How does the RecognizeDocumentsRequest API improve document processing compared to RecognizeTextRequest?
-While RecognizeTextRequest only extracts text lines, RecognizeDocumentsRequest recognizes the structure of the document, including tables, paragraphs, and other elements, allowing for more accurate parsing and extraction of structured data like rows in a table.
Can you explain how the DocumentObservation works in RecognizeDocumentsRequest?
-DocumentObservation is the result returned by RecognizeDocumentsRequest. It provides a hierarchical structure of the document, containing text, tables, lists, and barcodes, allowing developers to easily access and extract structured data like rows and columns from tables.
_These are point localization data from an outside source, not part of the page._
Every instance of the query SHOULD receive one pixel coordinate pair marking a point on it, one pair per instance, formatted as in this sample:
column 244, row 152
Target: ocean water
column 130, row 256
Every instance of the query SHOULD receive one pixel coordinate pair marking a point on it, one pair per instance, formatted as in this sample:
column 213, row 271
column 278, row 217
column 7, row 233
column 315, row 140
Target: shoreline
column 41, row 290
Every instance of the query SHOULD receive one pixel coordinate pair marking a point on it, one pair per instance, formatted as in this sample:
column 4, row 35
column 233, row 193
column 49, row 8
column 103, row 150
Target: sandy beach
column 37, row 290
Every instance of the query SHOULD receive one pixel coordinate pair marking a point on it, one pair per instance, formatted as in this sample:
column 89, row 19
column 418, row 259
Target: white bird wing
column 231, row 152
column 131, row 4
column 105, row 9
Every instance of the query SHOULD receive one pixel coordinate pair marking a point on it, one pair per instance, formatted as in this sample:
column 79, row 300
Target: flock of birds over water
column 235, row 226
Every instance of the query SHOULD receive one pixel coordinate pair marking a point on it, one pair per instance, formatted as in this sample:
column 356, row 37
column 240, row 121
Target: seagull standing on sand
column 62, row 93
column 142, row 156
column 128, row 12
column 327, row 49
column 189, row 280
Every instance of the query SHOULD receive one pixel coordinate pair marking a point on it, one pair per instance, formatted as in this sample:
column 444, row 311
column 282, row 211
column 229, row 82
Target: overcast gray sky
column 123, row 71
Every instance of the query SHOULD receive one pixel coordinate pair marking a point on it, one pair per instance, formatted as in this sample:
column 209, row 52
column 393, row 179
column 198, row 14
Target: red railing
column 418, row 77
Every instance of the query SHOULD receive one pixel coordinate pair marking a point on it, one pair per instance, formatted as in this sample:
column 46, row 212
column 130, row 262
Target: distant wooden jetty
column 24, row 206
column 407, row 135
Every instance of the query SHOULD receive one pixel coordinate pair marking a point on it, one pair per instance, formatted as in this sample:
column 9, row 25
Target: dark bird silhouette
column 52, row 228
How does the DetectLensSmudgeRequest help improve image quality in apps?
-DetectLensSmudgeRequest detects if an image is taken with a smudged camera lens, which can degrade image quality. By using this API, developers can prompt users to clean their lens or take a different photo, ensuring only high-quality images are processed.
What kind of data does the DetectLensSmudgeRequest provide?
-The DetectLensSmudgeRequest produces a smudge observation with a confidence score between 0 and 1. The score indicates the probability that the image is smudged, with higher scores suggesting a higher likelihood of smudging.
How can developers handle low-quality images detected by DetectLensSmudgeRequest?
-Developers can filter out poor-quality images by comparing the smudge observation's confidence score to a predefined threshold. By adjusting this threshold, developers can control how strict the filter is for rejecting smudged images.
What other APIs can be used in combination with DetectLensSmudgeRequest to evaluate image quality?
-Developers can use DetectFaceCaptureQualityRequest to assess the quality of face captures or CalculateImageAestheticScoresRequest to evaluate the overall aesthetic quality of an image, particularly when no faces are detected.
What is the significance of the updated hand pose detection model in the Vision Framework?
-The updated hand pose detection model in Vision provides improved accuracy, reduced memory usage, and lower latency. It still detects 21 joints in the hand but requires retraining any existing hand pose or action classifiers to align with the new model's joint locations.